I don’t really know Dr. Mo as well as I know some others on the plantation at Elgin, but I was very impressed yesterday during a staffing for a patient (whom I also don’t know that well, as a matter of fact). Dr. Mo’s full name is Tahseen Mohammed, M.D.
The patient has a Thiem date about five years away, and obviously he’d prefer to get out of Elgin sooner than that. But he has decided that it would be a huge advantage if, whenever he is free, he’s also free of psychiatric drugs. It seems to me he’s been wrestling with this for a while. He’s gone back and forth between being willing or not, to tell his treatment team he’ll simply refuse medication. I’ve told him I would defend him against any forced meds petition, but he needs to make his own decision and ultimately he’ll have to bring his treatment team along on it.
I actually didn’t think this guy stood much chance of doing this. I’ve known many psychiatric slaves who dreamed about freedom from the drugs, but most have feared it would require a severe trade-off of physical freedom from the plantation. They’re all told, more or less plainly, that if they don’t take “their” meds they’ll never be released. It’s not true, there’s no scientific medical or legal justification for the idea, but nonetheless that’s the policy and the received wisdom, that’s the practical situation. It’s also the specific battle that I seem to be fighting most often in my long continuing war for abolition.
Dr. Mo told my client during the staffing yesterday that he had no problem with his wish to be medication free. This is easy to say, and it is frequently said by state psychiatrists (I’ll resist the temptation to name and shame the bad guys here) with much artful duplicity. But for whatever reason, I felt myself believing that Dr. Mo was being straight with this guy. Maybe I was distracted by the odd circumstances of a staffing during the pandemic: everybody talking through masks, hoods, sitting about twenty feet away from anybody else.
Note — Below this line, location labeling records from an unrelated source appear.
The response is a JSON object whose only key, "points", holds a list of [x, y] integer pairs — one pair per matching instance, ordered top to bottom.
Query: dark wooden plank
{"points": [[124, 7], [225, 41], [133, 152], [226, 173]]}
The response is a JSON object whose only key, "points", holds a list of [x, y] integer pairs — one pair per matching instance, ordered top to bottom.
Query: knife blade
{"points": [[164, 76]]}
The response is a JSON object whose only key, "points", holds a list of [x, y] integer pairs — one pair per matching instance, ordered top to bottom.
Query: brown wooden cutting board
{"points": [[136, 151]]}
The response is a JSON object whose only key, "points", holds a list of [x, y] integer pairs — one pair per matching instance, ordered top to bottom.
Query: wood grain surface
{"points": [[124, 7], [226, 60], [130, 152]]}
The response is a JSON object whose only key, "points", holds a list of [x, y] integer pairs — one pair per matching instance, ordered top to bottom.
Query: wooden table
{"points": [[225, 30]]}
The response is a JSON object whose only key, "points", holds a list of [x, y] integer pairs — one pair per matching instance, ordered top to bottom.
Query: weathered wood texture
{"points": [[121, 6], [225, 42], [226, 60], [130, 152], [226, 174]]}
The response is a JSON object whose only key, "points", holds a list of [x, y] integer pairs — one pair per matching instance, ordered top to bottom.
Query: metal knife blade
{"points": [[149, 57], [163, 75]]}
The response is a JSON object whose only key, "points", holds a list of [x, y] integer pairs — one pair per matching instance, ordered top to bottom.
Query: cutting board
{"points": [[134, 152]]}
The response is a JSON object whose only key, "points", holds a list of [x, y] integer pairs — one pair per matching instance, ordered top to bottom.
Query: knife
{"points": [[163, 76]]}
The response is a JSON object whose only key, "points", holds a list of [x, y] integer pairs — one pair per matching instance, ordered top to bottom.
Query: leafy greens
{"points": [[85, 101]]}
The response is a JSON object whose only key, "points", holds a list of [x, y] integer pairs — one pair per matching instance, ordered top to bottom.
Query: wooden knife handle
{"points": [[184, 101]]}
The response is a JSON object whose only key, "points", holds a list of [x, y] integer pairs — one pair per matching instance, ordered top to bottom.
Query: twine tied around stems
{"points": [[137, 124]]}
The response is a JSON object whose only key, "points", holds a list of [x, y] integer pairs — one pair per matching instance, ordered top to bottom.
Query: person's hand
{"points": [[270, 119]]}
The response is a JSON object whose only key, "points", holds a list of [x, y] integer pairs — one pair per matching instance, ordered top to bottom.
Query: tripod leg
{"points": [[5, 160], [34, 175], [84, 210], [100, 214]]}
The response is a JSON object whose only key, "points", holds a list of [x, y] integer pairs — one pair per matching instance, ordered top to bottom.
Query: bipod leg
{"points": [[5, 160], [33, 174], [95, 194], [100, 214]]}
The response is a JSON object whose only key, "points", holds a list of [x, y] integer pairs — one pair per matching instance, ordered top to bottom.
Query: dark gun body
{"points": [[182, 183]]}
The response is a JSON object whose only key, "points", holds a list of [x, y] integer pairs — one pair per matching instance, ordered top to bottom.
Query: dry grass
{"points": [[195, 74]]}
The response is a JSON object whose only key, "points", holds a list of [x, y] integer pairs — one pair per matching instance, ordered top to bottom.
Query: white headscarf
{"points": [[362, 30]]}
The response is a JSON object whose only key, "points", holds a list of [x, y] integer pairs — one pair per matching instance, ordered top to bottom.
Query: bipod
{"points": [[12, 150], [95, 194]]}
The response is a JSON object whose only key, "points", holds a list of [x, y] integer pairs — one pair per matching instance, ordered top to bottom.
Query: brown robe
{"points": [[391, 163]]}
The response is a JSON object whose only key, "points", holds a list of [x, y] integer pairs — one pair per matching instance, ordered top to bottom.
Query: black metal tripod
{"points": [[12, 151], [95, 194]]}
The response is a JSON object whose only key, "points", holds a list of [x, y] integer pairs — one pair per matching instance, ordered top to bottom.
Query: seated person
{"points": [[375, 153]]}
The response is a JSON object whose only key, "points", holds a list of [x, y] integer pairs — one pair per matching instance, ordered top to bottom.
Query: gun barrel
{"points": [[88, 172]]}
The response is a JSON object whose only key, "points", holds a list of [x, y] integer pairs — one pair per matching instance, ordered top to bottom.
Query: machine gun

Maybe it’s easier to deceive others when your face is covered.
But Dr. Mo had a very practical problem that, it seemed to me, he handled very well. He was up against a deadline to get this patient’s signed release to be voluntarily medicated, and the patient had decided not to sign the release.
The situation was handled with a competent explanation of why the patient should ween off the various drugs gradually, rather than stop cold turkey. Dr. Mo promised he would actually help with this. The dose of meds will be cut pretty much in half immediately, and then reduced more, each month thereafter. I even suggested that the weening could be more gradual and take longer. There’s hardly anything more useful and socially valuable that an involuntary “patient” in the Illinois plantation system can do with whatever time they must spend as a slave, than getting entirely and stably off psychiatric drugs. When someone who is successful at this eventually returns to the community, they can be much more productive and capable of making amends for whatever mistake put them in this horrible system, if they are not disabled.
The thing is, when somebody has been taking psych drugs for a long time, they may not even know what will happen when they stop. My client will have to behave himself, lest clinicians who will be watching him like a hawk may discern “symptoms of his mental illness returning”, and use that as an excuse to enforce the old orthodox idea that anyone diagnosed with a serious mental illness should agree and resign themselves to take drugs they hate forever. There is a great deal of literature now, about “discontinuation” or withdrawal syndromes during a psych drug taper which can mimic “returning symptoms” of mental illness. Probably the best source of information about this whole subject is The Withdrawal Project of Inner Compass Initiative, founded by one of my very few-and-far-between personal heros, Laura Delano.
I strongly encourage anyone who reads this post, if it rings true at all to you that maybe getting off the drugs and learning to think, feel and behave in ways that do not frighten people or cause so much trouble... is a better idea than agreeing to permanent disability as a “mental health consumer-for-life” ... you should become acquainted with Laura Delano and her organization!
Meanwhile, thank you for your work, Dr. Mo. Happy Easter to all who celebrate, and stay healthy.